Session Abolition

I’ve been going through my bookcase; on orders from a higher-being, to weed out old, redundant books and make way for… well, I’m not entirely sure what, but anyway, it’s not been very successful.

I came across an old copy of Release It! by Michael T. Nygard and started flicking through, chuckling occasionally as memories (good and bad) surfaced. It’s an excellent book but made me stop and think when I came across a note reading:

Serve small cookies
Use cookies for identifiers, not entire objects. Keep session data on the server, where it can't be altered by a malicious client.

There’s nothing fundamentally wrong with this other than it chimes with a problem I’m currently facing and I don’t like any of the usual solutions.

Sessions either reside in some sort of stateful pool; persistent database, session management server, replicated memory etc., or more commonly exist stand-alone within each node of a cluster. In either case load-balancing is needed to route requests to the home node where the session exists (delays in replication means you can’t go to any node even when a stateful pool is used). Such load-balancing is performed by a network load-balancer, reverse proxy, web-server (mod_proxy, WebSphere plugin etc.) or application server and can work using numerous different algorithms; IP based routing, round-robin, least-connections etc.

So in my solution I now need some sort of load-balancer – more components, joy! But even worse, it’s creating havoc with reliability. Each time a node fails I lose all sessions on that server (unless I plumb for a session-management-server which I need like a hole in the head). And nodes fails all the time… (think cloud, autoscaling and hundreds of nodes).
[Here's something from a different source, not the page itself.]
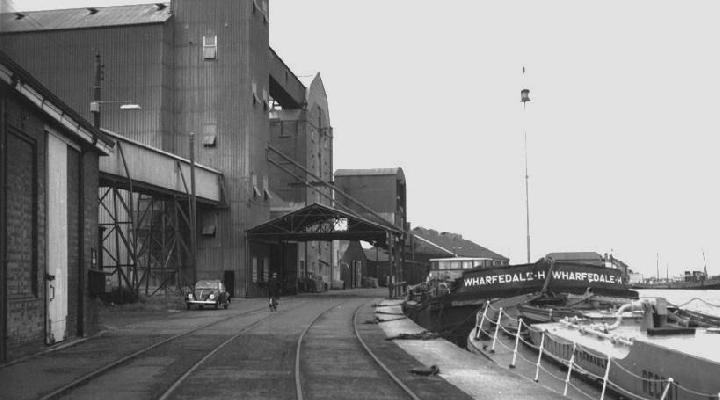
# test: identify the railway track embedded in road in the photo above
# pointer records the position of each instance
(97, 373)
(380, 365)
So now I’m going to kind-of break that treasured piece of advice from Michael and create larger cookies (more likely request parameters) and include in them some every-so-slightly-sensitive details which I really shouldn’t. I should point out this isn’t is criminal as it sounds.

Firstly the data really isn’t that sensitive. It’s essentially routing information that needs to be remembered between requests – not my credit card details.

Secondly it’s still very small – a few bytes or so but I’d probably not worry too much until it gets to around 2K+ (some profiling required here I suspect).

Thirdly, there are other ways to protect the data – notably encryption and hashing. If I don’t want the client to be able to read it then I’ll encrypt it. If I don’t mind the client reading the data but want to make sure it’s not been tampered with, I’ll use an HMAC instead. A JSON Web Token like format should well work in most cases.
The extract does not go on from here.